You have to remember that there is a different view of women’s roles in the west and in the shtetl. Jewish men’s business was Torah, ie study of religion. Women’s business was in the marketplace. That seems feminist to a western woman whose view of women’s roles comes from the British middle class ideal where, in the Victorian era, women in the middle class were “angels of the house.” British working class women also stayed home after marriage but did piece work in the home to earn money. By contrast, at the same time in the shtetl, most women were involved in the marketplace, in trade or in some small business. Poor men also did so; men whose wives could support them studied Torah. (Some wealthy families could obtain husbands for their daughters who were Torah scholars and then support them in their study so they didn’t work.)
In the 19th century wealthy shtetl families obtained secular education for their daughters, which, again seems feminist by western views of education. But their sons received a strictly religious education because that was considered more important. Daughters of wealthy families weren’t entitled to a religious education, so, ironically, they were by our standards better educated because they learned literature, languages, science, etc. In poor families sons received a basic religious education which would enable them to read Hebrew for prayer. Daughters were not entitled to have that, but got the basics which would enable them to conduct commerce (read and write in Yiddish and perhaps Polish or Russian). Women read whatever they could get their hands on. Book peddlers who brought Yiddish books to shtetls were very popular.
Faygela is based on real Yiddish women who were authors in late 19th century Europe. In fact, to make it more believable, she is not as accomplished as they were because she lives in a backwater and she doesn’t have many opportunities there. I went to great lengths to make sure that anything I wrote in RM was true to the time period in fact.
However having said all that, I would add that the purpose of writing historically is not only to bring a past time to light but also to view it through the lens of the author. That is the purpose of any sort of writing. I put my perspective of beauty, truth, justice, injustice and love into the story.

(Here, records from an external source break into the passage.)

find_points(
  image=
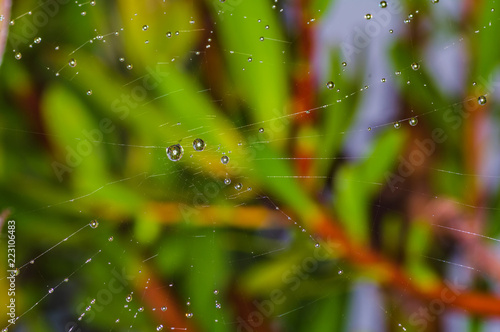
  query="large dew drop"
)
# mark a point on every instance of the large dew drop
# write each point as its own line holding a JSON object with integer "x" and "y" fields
{"x": 175, "y": 152}
{"x": 199, "y": 144}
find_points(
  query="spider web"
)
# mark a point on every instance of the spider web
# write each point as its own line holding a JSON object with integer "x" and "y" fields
{"x": 185, "y": 245}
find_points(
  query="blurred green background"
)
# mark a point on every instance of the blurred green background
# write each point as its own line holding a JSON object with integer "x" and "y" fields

So although everything in RM is factually correct, my guess is that what you sense in the writing as feminist is the gloss I put on it, which is different than how a conservative male writer would portray the shtetl.
Most writing about the shtetl was done post holocaust by men with the ethos of the mid 20th century influencing their portrayal of it, and that is one of the reasons I wrote RM. I felt that the other materials available on the shtetl were skewed to that particular perspective, rather than reflecting the vigour of women’s lives as I knew them to be.